Cuando mis hijos eran pequeños los he llevado a todos a la Plaza de Sant Jaume a visitar el Pesebre instalado por el Ayuntamiento. A veces teníamos que hacer largas colas porque eran miles y miles los ciudadanos de Barcelona que íbamos con nuestros niños a ver aquellos montajes preciosos, clásicos, tradicionales. No hay dinero en el mundo para pagar el brillo de sus miradas contemplando a los pastorcitos camino del Portal. O la imagen de los Reyes Magos que ellos adivinaban que serían los mismos que dentro de unos días les traerían algún juguete.

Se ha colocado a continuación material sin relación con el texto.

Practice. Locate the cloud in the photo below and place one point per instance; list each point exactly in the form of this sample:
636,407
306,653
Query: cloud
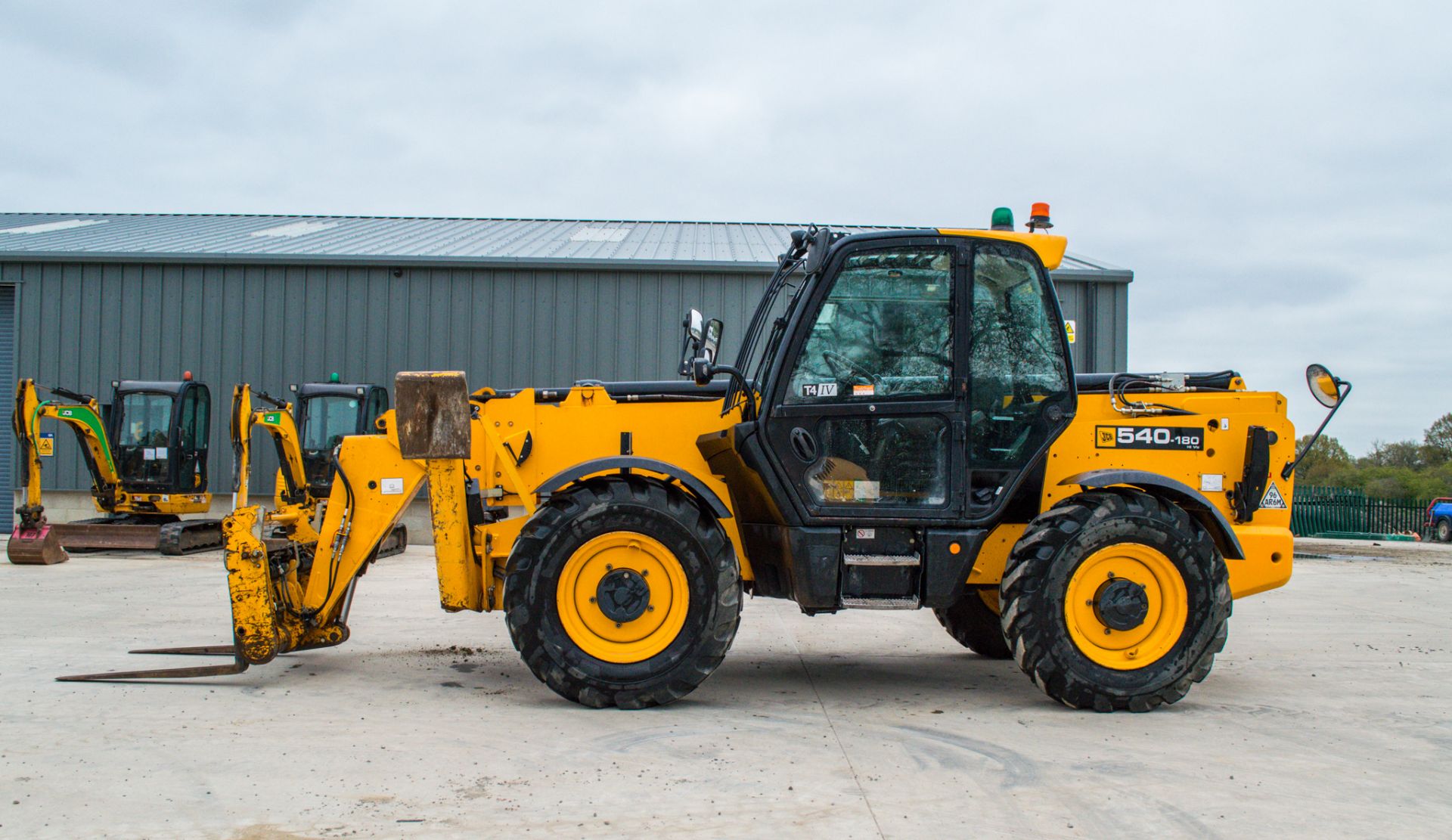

Por favor, no pasen por la Plaza de Sant Jaume durante estos días si no se quieren llevar un sobresalto. En la plaza ya no hay padres, ni abuelos, ni niños que acudan a contemplar el tercer Nacimiento de la era de Ada Colau. Son 25 figuras recortadas en planchas de metacrilato esmerilado y pinchadas en unos palos de entre tres y siete metros de altura. ¡Horrible! Es como el bosque de los horrores.

Menos mal que nos queda la Feria de Santa Lucía que está en la plaza de la Catedral, a escasos cincuenta metros de la plaza del Ayuntamiento. Allí sí se puede y se debe ir porque está llena de pequeñas tiendecitas donde se pueden comprar todos los castillos, fuentes, molinos y norias que se quieran. Y donde los pastorcillos son preciosos, y la mujer que lava la ropa en el rio es guapísima, y Herodes tiene una cara de malo tan solo comparable a la de alguno de nuestros políticos hoy especialmente excitados por las elecciones inmediatas.

Pero qué quieren ustedes que les diga: No puedo evitar emocionarme (cosa de viejos) cuando pienso en mis figuritas de barro cocido que no eran tan bonitas como éstas pero que tenían el amor y la ilusión que solo la inocencia de unos niños pobres de 10 u 11 años pueden tener.